Ragazzina innamorata della musica. L'incontro, a 13 anni, con Dave Matthews e la prima band. Il successivo incontro fulminante con Jeff Buckley e il primo disco, a 17 anni ("Megiddo", nel 1997, per la Virgin), appena dopo la tragica morte del talentuoso figlio di Tim. Il seguito, targato due anni dopo ("From the Blue House"), e poi l'improvvisa scomparsa dalle scene. Lauren Hoffman è tornata a far parlare di sé tre anni fa con un Ep, ("Out of the Sky, into the Sea") e con qualche collaborazione eccellente (Bella Morte, Camper Van Beethoven).
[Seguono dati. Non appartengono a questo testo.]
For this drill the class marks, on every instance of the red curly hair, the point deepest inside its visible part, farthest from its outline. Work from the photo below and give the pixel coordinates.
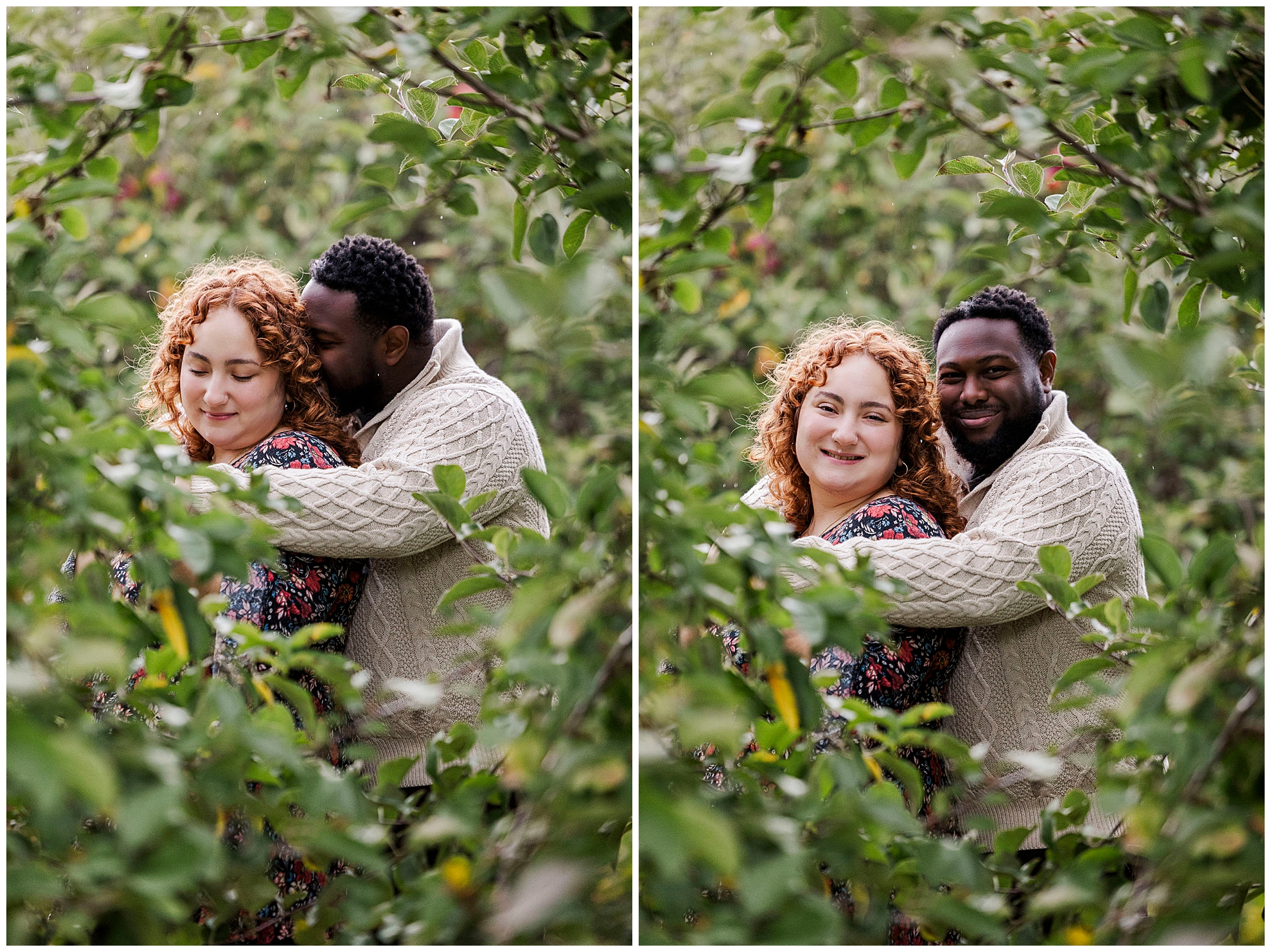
(270, 301)
(926, 479)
Finalmente oggi è arrivato il terzo disco, "Choreography", per Fargo.
Ad aprirlo è "Broken", un canto etereo su tappeto di tastiere soffici e pulsanti e colpi di batteria, con qualche sventagliata di chitarra elettrica. Segue "As the Stars", una serenata notturna pennellata da chitarre acustiche. A fornire a pieno la cifra stilistica del disco è però la quarta traccia, "Ghost You Know", piano e chitarra a dipingere un'atmosfera tra l'amoroso e il desolato, un synth spazzino a muovere l'aria, un sorprendente inserto festoso con violino folle, poi di nuovo la quiete a colorare il tutto. Sono canzoni garbate, con una vena lievemente malinconica, ma in definitiva capaci di trasmettere gradevolezza. E se è vero che mai incantano, è altrettanto vero che costituiscono un buon sottofondo. A confermarlo contribuiscono "Another Song About the Darkness", con i suoi violini sommessi e drum machine a segnare il passo, figlia di un'interpretazione sussurrata in tono amichevole, e "Joshua", terminale ballata per piano e fiati.
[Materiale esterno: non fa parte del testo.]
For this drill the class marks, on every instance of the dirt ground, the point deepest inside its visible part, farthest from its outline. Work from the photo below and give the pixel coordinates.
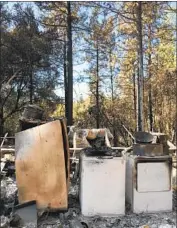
(63, 220)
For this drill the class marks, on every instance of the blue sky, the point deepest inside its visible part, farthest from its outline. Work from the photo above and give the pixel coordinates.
(80, 89)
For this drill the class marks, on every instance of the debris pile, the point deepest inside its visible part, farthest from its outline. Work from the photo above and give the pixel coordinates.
(48, 169)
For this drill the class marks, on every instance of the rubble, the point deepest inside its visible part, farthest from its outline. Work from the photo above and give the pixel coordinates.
(62, 220)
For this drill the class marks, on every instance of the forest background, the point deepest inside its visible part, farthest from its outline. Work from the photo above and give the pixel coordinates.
(100, 64)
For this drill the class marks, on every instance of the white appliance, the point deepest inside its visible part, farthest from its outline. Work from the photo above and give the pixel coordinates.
(102, 185)
(148, 183)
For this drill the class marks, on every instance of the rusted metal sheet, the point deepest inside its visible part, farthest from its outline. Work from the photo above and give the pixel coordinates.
(40, 166)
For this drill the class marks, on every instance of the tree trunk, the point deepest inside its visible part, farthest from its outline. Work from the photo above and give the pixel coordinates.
(150, 87)
(31, 84)
(97, 89)
(140, 61)
(1, 101)
(176, 78)
(112, 96)
(65, 78)
(134, 94)
(70, 67)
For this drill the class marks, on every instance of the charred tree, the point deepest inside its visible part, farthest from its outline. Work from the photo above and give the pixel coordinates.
(140, 63)
(65, 76)
(97, 88)
(150, 87)
(70, 67)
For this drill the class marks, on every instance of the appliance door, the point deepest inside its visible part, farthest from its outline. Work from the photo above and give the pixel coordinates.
(153, 177)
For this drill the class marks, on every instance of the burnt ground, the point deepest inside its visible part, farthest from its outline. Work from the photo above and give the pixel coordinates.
(64, 220)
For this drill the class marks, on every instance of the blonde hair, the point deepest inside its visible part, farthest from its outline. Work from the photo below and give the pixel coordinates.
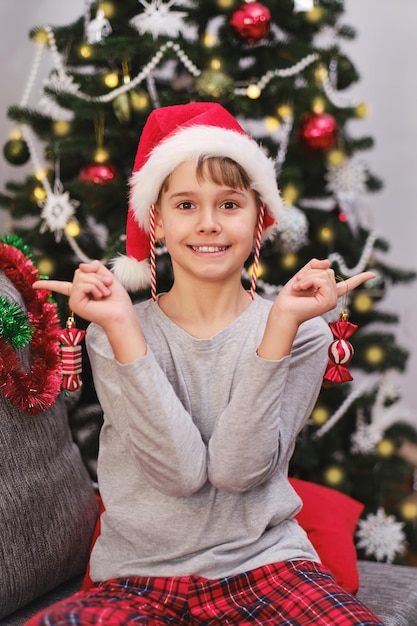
(221, 171)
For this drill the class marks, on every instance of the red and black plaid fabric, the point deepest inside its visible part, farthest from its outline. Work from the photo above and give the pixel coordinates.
(294, 593)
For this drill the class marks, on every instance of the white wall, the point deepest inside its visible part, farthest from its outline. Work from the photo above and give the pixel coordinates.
(384, 53)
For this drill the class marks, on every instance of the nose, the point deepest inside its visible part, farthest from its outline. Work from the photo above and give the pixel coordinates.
(208, 221)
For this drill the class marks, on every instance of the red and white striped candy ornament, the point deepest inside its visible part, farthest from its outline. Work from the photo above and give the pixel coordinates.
(340, 350)
(71, 354)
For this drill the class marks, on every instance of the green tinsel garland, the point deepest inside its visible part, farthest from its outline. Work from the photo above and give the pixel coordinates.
(15, 326)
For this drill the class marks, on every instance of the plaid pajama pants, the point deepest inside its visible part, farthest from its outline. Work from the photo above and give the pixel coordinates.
(293, 593)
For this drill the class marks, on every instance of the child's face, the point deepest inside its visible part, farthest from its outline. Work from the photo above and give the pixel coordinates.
(208, 228)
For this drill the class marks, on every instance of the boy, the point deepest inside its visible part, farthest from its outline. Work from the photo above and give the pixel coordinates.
(204, 390)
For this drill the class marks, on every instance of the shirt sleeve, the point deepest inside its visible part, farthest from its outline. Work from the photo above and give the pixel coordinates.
(257, 431)
(139, 402)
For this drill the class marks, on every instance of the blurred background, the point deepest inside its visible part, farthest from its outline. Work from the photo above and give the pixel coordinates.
(384, 53)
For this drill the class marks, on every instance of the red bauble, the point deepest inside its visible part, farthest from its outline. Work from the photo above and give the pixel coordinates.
(98, 173)
(340, 351)
(251, 21)
(318, 132)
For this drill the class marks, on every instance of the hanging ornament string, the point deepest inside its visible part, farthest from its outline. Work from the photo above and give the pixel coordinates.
(36, 389)
(340, 350)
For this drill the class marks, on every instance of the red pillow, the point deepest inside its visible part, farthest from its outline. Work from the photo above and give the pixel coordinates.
(87, 582)
(329, 518)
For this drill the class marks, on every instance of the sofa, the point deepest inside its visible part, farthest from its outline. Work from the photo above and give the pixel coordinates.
(49, 509)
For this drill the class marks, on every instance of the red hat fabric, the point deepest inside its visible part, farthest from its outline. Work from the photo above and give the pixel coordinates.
(171, 136)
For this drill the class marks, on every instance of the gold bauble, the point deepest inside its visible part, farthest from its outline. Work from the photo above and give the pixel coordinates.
(101, 155)
(253, 91)
(314, 15)
(272, 123)
(72, 228)
(216, 64)
(335, 158)
(285, 110)
(290, 194)
(362, 302)
(326, 234)
(318, 105)
(385, 448)
(46, 266)
(139, 100)
(289, 261)
(121, 108)
(210, 40)
(320, 415)
(334, 475)
(374, 355)
(41, 174)
(61, 128)
(41, 36)
(409, 510)
(39, 193)
(214, 84)
(85, 51)
(108, 8)
(260, 270)
(362, 110)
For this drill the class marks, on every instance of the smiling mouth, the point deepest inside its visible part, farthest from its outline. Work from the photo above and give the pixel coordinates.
(209, 249)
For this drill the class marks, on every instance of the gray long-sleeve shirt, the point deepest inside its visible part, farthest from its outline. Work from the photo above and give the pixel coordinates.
(195, 447)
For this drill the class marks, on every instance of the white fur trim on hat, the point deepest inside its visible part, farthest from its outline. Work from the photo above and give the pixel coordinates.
(188, 144)
(134, 275)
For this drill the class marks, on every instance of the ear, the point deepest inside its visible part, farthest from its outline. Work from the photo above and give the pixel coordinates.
(159, 225)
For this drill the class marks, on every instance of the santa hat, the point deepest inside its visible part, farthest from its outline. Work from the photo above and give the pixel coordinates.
(171, 136)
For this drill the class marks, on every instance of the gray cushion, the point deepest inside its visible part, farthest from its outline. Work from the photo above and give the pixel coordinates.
(60, 593)
(390, 591)
(48, 507)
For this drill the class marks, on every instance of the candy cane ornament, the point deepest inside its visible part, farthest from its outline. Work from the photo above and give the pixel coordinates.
(71, 354)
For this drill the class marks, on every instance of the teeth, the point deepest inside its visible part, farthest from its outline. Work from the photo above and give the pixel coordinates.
(208, 248)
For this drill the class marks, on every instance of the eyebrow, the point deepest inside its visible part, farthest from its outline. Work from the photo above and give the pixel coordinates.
(226, 192)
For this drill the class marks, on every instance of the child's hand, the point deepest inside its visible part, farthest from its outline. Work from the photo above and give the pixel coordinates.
(95, 294)
(314, 291)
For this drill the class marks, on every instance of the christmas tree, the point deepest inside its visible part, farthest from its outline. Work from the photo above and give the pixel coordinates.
(280, 68)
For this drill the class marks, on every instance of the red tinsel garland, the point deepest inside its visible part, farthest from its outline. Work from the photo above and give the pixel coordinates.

Nonostante ciò, il disco non riesce a salvarsi. A far scendere il livello al di sotto della sufficienza sono gli inspiegabili momenti in cui la Hoffman gioca a traverstirsi da rocker. Che il rock'n'roll sia lontanissimo dalle corde della Hoffman-autrice lo dimostrano i fatti. "White Sheets" è un orrido rock finto aggressivo, via di mezzo fra i Garbage più scadenti e un'Avrile Lavigne con un minimo di consistenza in più. "Riding in Plain Sight" è un pop-rock all'acqua di rose, roba che in confronto i Nickelback sono i Led Zeppelin. "Solipsist" riesce a fare giusto un filo meglio, indovinando una melodia almeno decente (al contrario del suono del brano).
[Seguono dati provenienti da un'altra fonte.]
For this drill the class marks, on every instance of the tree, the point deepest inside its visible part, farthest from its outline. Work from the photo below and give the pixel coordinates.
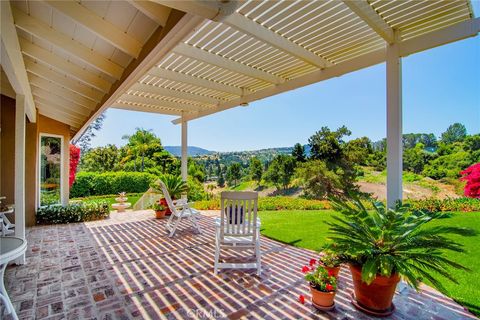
(256, 169)
(86, 138)
(327, 145)
(298, 152)
(100, 159)
(234, 173)
(281, 171)
(140, 142)
(319, 181)
(455, 133)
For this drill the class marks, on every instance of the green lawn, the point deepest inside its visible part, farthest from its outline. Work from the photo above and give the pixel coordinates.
(307, 229)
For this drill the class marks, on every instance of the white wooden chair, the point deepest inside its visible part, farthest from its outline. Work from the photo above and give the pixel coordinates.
(238, 228)
(181, 209)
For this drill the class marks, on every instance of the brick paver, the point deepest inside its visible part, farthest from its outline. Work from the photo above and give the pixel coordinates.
(127, 268)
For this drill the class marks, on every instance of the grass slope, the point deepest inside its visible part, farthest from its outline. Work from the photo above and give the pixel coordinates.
(307, 229)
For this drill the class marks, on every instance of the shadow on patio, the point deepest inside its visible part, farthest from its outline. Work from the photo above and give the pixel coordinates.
(127, 268)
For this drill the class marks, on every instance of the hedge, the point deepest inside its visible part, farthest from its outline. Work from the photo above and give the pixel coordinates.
(288, 203)
(91, 183)
(272, 203)
(78, 212)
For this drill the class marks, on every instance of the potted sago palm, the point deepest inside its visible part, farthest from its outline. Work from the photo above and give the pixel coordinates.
(383, 245)
(323, 285)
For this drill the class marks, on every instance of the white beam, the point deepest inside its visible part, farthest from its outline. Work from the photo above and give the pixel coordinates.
(237, 21)
(46, 103)
(63, 80)
(179, 31)
(184, 160)
(61, 91)
(196, 81)
(361, 62)
(12, 60)
(62, 65)
(39, 92)
(365, 12)
(161, 103)
(20, 126)
(173, 93)
(154, 11)
(394, 125)
(57, 116)
(459, 31)
(64, 42)
(154, 109)
(225, 63)
(99, 26)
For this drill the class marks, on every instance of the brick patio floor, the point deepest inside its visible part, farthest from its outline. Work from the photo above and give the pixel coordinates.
(126, 268)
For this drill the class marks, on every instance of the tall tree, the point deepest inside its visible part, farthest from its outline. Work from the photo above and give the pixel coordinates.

"Choreography" in pratica ha due difetti: pecca di consistenza e sceglie soluzioni a volte sballate. Peccato, perché si intravedono buone qualità e anche un pizzico di talento, come suggerisce "Out of the Sky, into the Sea" (ripescata dall'omonimo Ep), un'esecuzione teatrale a passo di danza, fra chitarre scandite, intrusioni di violino e ritmi di nacchere, l'unico, vero, highlight del disco.